Neetin Singh Negi

Posted on Jul 3 • Edited on Jul 5

How I Replaced My Image Processing Backend with WebAssembly: Building a Browser-Native Image Optimization Engine

#webassembly #performance #javascript #webdev

For years, I assumed every image optimizer needed a backend.

The workflow seemed obvious:

Upload an image.
Compress it on the server.
Download the optimized result.

That's how almost every online image optimization service works.

But while building my own browser-based image optimizer, I kept asking myself one simple question:

If the browser already has the image, why should it upload it just to compress it?

That question completely changed the architecture of the project.

Instead of scaling servers to process images, I moved the entire image-processing pipeline into the browser using WebAssembly, libvips, Web Workers, and SharedArrayBuffer.

What started as an experiment to reduce backend infrastructure quickly became a deep dive into browser performance, memory management, worker scheduling, and modern web platform capabilities.

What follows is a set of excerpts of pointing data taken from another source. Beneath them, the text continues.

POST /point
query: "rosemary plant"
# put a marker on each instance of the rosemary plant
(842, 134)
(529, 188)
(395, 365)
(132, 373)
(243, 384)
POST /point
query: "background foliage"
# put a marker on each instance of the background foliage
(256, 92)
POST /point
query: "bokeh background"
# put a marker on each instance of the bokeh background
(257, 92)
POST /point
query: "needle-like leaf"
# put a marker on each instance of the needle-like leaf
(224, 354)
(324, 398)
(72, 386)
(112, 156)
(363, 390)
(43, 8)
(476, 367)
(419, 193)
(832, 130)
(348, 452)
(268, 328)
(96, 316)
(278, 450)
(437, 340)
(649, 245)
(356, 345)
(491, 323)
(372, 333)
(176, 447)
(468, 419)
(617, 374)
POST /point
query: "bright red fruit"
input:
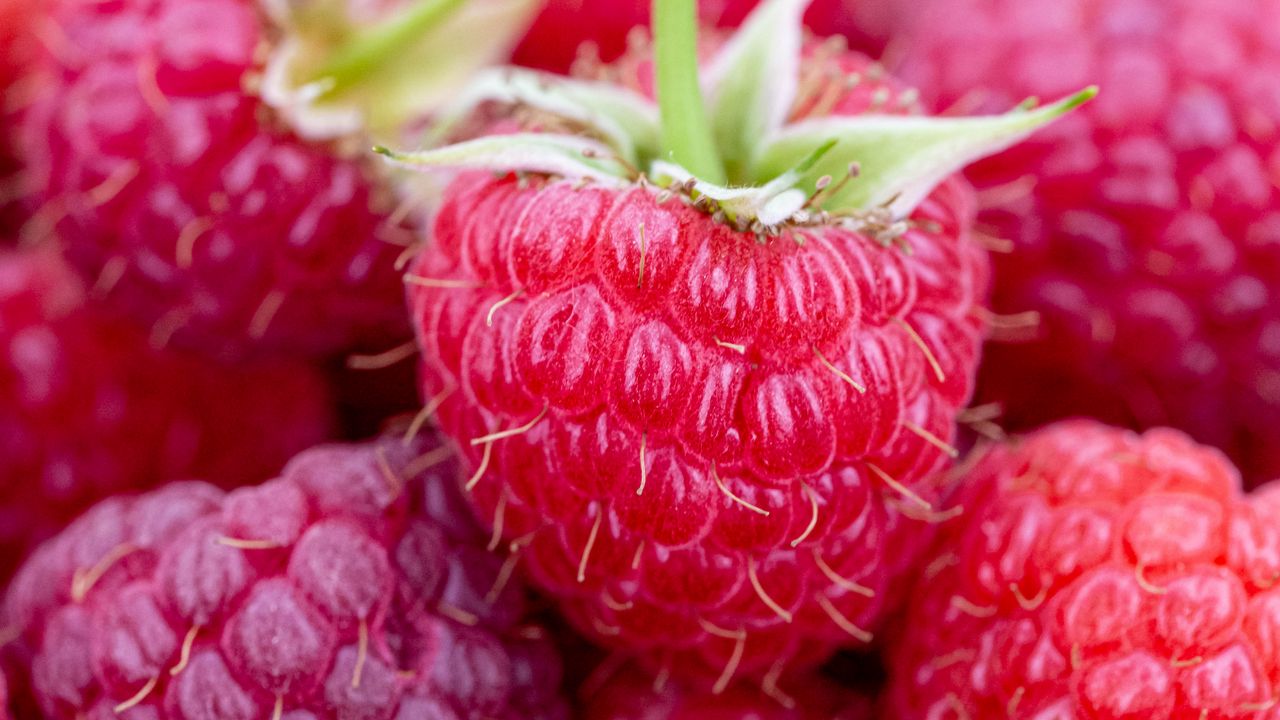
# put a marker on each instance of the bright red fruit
(1148, 241)
(703, 440)
(88, 409)
(176, 188)
(561, 30)
(631, 695)
(353, 586)
(1097, 574)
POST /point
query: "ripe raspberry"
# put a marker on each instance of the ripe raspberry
(704, 437)
(561, 30)
(87, 409)
(173, 186)
(16, 46)
(634, 696)
(4, 696)
(353, 586)
(1097, 574)
(1150, 240)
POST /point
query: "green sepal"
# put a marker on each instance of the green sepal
(900, 159)
(342, 69)
(531, 151)
(621, 117)
(752, 82)
(772, 204)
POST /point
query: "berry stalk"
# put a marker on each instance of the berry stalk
(686, 133)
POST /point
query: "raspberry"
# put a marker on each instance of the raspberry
(353, 586)
(4, 697)
(88, 409)
(172, 185)
(1101, 574)
(565, 28)
(703, 440)
(631, 695)
(1150, 241)
(16, 48)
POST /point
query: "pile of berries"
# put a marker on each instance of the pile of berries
(543, 359)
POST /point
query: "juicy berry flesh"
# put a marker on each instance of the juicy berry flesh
(702, 442)
(353, 586)
(1097, 574)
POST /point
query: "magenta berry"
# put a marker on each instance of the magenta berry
(1142, 232)
(1101, 574)
(176, 188)
(630, 695)
(88, 409)
(353, 586)
(705, 438)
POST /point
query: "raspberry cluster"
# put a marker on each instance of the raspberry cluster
(174, 188)
(1101, 574)
(1144, 231)
(88, 409)
(353, 586)
(631, 695)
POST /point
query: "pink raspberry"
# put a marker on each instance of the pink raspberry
(88, 409)
(567, 28)
(1100, 574)
(631, 695)
(1148, 242)
(703, 441)
(353, 586)
(173, 186)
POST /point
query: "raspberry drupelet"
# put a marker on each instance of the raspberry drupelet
(168, 149)
(566, 31)
(1097, 574)
(1144, 232)
(88, 409)
(705, 415)
(353, 586)
(631, 695)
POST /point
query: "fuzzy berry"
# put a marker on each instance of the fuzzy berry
(1150, 240)
(703, 441)
(353, 586)
(631, 695)
(88, 409)
(1097, 574)
(172, 185)
(565, 30)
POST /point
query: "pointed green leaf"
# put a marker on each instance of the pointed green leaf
(622, 118)
(686, 131)
(771, 204)
(343, 67)
(752, 82)
(900, 159)
(534, 153)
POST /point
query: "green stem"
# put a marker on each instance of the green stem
(375, 46)
(686, 133)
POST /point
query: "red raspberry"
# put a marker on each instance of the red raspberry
(4, 697)
(1150, 241)
(1100, 574)
(88, 409)
(664, 410)
(634, 696)
(17, 42)
(173, 186)
(561, 30)
(353, 586)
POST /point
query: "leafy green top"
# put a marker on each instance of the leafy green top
(723, 137)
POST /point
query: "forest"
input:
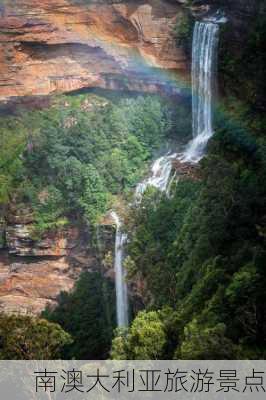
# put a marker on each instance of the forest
(195, 254)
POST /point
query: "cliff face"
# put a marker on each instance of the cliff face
(33, 272)
(54, 46)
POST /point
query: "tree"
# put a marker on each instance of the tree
(88, 314)
(145, 339)
(30, 338)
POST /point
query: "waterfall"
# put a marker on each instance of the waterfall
(160, 173)
(204, 54)
(120, 282)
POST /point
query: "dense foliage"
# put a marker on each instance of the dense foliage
(78, 154)
(88, 315)
(28, 338)
(207, 260)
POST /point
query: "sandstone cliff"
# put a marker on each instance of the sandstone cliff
(34, 271)
(54, 46)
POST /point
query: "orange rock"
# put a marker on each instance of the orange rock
(54, 46)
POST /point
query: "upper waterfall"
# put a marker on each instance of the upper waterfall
(120, 275)
(204, 54)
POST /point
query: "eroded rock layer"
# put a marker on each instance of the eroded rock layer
(54, 46)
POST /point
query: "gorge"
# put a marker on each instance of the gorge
(132, 178)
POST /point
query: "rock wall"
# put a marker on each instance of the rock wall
(54, 46)
(33, 272)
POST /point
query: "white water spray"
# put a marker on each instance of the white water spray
(204, 53)
(120, 276)
(160, 173)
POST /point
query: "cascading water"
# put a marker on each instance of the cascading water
(160, 174)
(204, 53)
(120, 281)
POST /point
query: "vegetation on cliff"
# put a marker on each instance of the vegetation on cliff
(199, 253)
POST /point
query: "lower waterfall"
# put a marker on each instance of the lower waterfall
(160, 173)
(120, 276)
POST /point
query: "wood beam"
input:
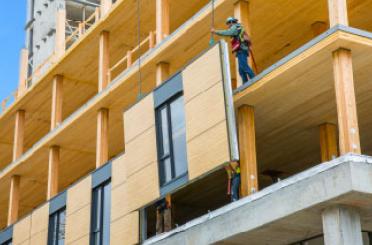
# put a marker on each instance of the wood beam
(162, 72)
(14, 197)
(57, 101)
(104, 60)
(19, 130)
(247, 148)
(162, 20)
(105, 6)
(60, 45)
(346, 105)
(319, 27)
(23, 66)
(53, 170)
(328, 142)
(102, 137)
(241, 12)
(337, 10)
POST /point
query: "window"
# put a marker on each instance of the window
(101, 206)
(56, 234)
(170, 121)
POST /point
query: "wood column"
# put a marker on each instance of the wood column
(241, 12)
(14, 196)
(162, 72)
(102, 137)
(328, 142)
(23, 64)
(19, 130)
(346, 105)
(105, 6)
(247, 148)
(57, 101)
(60, 45)
(53, 170)
(162, 20)
(337, 10)
(104, 60)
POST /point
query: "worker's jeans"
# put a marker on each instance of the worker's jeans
(235, 183)
(244, 70)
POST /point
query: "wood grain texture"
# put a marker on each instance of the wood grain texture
(346, 104)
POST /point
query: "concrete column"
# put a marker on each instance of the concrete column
(162, 20)
(19, 131)
(341, 226)
(346, 105)
(162, 72)
(104, 60)
(53, 170)
(102, 137)
(337, 10)
(247, 149)
(14, 196)
(23, 63)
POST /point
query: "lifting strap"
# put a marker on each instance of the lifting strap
(211, 41)
(139, 96)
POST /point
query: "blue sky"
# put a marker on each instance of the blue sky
(12, 39)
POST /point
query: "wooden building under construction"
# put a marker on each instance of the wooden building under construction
(123, 106)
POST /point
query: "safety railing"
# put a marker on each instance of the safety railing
(127, 60)
(82, 28)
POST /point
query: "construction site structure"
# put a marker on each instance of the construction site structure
(128, 113)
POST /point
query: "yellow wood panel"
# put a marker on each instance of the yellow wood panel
(78, 224)
(208, 151)
(139, 118)
(125, 230)
(79, 195)
(21, 230)
(40, 238)
(198, 111)
(40, 219)
(202, 74)
(140, 189)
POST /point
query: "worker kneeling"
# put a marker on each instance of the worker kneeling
(240, 43)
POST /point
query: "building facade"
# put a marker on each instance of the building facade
(127, 116)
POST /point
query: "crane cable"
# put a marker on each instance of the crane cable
(139, 50)
(211, 41)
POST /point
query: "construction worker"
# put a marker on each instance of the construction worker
(233, 173)
(240, 43)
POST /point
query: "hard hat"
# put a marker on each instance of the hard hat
(231, 20)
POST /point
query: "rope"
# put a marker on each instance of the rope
(139, 50)
(211, 41)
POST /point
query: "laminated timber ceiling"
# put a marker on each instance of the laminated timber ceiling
(80, 64)
(292, 100)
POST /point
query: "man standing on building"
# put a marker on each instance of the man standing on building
(240, 42)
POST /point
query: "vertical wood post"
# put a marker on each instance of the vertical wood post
(337, 10)
(23, 63)
(14, 196)
(53, 170)
(60, 45)
(57, 101)
(241, 12)
(102, 137)
(328, 142)
(162, 19)
(104, 60)
(19, 131)
(346, 105)
(105, 6)
(247, 148)
(162, 72)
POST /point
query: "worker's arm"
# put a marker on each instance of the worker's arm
(233, 31)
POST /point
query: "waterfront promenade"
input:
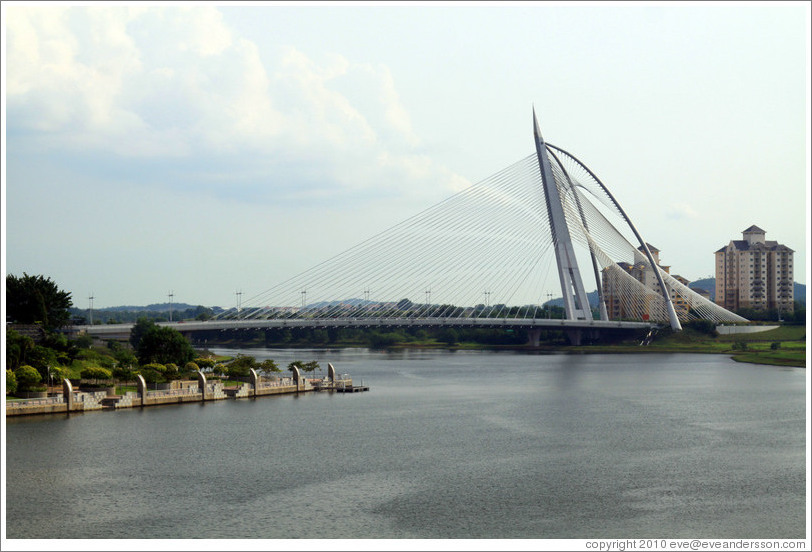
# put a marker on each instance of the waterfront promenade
(177, 392)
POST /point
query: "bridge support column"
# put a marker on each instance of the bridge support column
(67, 392)
(141, 383)
(297, 377)
(575, 336)
(201, 383)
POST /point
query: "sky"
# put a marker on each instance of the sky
(199, 150)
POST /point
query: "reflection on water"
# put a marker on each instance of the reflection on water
(462, 445)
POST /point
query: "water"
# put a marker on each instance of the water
(445, 445)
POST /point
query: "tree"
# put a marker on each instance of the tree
(36, 299)
(18, 347)
(27, 377)
(241, 366)
(96, 373)
(164, 345)
(311, 366)
(268, 365)
(141, 327)
(11, 382)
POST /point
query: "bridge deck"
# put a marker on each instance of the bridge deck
(104, 330)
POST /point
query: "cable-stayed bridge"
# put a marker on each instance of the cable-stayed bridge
(485, 257)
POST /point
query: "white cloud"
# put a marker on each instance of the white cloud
(681, 211)
(159, 83)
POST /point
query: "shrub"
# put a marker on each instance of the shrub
(123, 373)
(96, 373)
(204, 362)
(11, 383)
(27, 377)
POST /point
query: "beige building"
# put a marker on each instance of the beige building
(620, 305)
(754, 273)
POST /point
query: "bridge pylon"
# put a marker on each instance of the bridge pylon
(576, 304)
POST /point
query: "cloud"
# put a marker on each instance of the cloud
(156, 84)
(681, 211)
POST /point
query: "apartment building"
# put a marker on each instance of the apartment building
(755, 273)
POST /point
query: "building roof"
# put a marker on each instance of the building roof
(744, 245)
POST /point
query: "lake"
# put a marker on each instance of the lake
(456, 445)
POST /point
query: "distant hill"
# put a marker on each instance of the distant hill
(709, 284)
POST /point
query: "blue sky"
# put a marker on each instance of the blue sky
(205, 149)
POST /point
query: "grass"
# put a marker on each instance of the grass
(754, 348)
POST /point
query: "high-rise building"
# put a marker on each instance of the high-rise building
(754, 273)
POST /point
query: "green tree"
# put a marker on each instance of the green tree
(141, 327)
(18, 347)
(27, 377)
(241, 366)
(164, 345)
(36, 299)
(311, 366)
(96, 373)
(203, 362)
(11, 382)
(268, 366)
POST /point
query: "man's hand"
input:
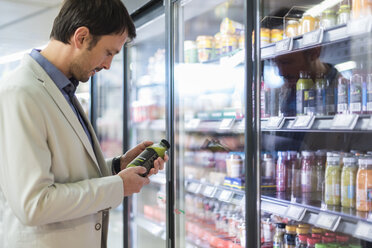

In this article, I'll explain how I built a browser-native image optimization engine, the engineering challenges I encountered, the trade-offs I had to make, and why browser memory—not CPU—became the hardest problem to solve.

TL;DR

Instead of uploading images to a server, this project processes them entirely inside the browser using WebAssembly, libvips, Web Workers, and SharedArrayBuffer.

Images stay on the user's device, improving privacy while eliminating backend image-processing costs.

Try the Live Demo

Everything described in this article is already running in production.

🌐 https://www.imageoptimizer.org/

Upload a few images, experiment with different output formats, and inspect the processing times yourself.

All image processing happens locally in your browser. Your images remain on your device unless you explicitly choose to export them.

Architecture

Before diving into the implementation, let's look at how the system is structured at a high level and how the browser has become the new image-processing engine.

Traditional Architecture

Nearly every online image optimizer follows the same workflow:

Upload the image
Process it on the server
Store it temporarily
Return the optimized image

This approach is simple and proven, but it introduces several challenges:

Every image must leave the user's device.
CPU usage grows with traffic.
Storage and bandwidth costs increase over time.
Users must trust the service with their files.

I wanted to see if I could remove the most expensive part of the system entirely.

Instead of sending images to the backend, I moved the backend into the browser.

Browser-First Architecture

Modern browsers are capable of much more than many developers realize.

With WebAssembly, Web Workers, SharedArrayBuffer, and modern browser APIs, it's possible to move the entire image-processing pipeline into the client.

That led to the following architecture:

Every optimization happens locally inside the browser.

The backend no longer performs image processing.

Instead, it is responsible for:

Authentication
Presigned upload URLs
Optional cloud exports
Account management

Images are never uploaded for optimization.

Inside the Worker: Processing Pipeline

One challenge with browser-side image processing is keeping the interface responsive.

Running image compression on the main thread quickly causes the UI to freeze, especially when processing multiple large images.

To avoid that, every optimization task runs inside a dedicated Web Worker.

The worker receives image data, processes it using libvips running inside WebAssembly, and returns the optimized result back to the main thread.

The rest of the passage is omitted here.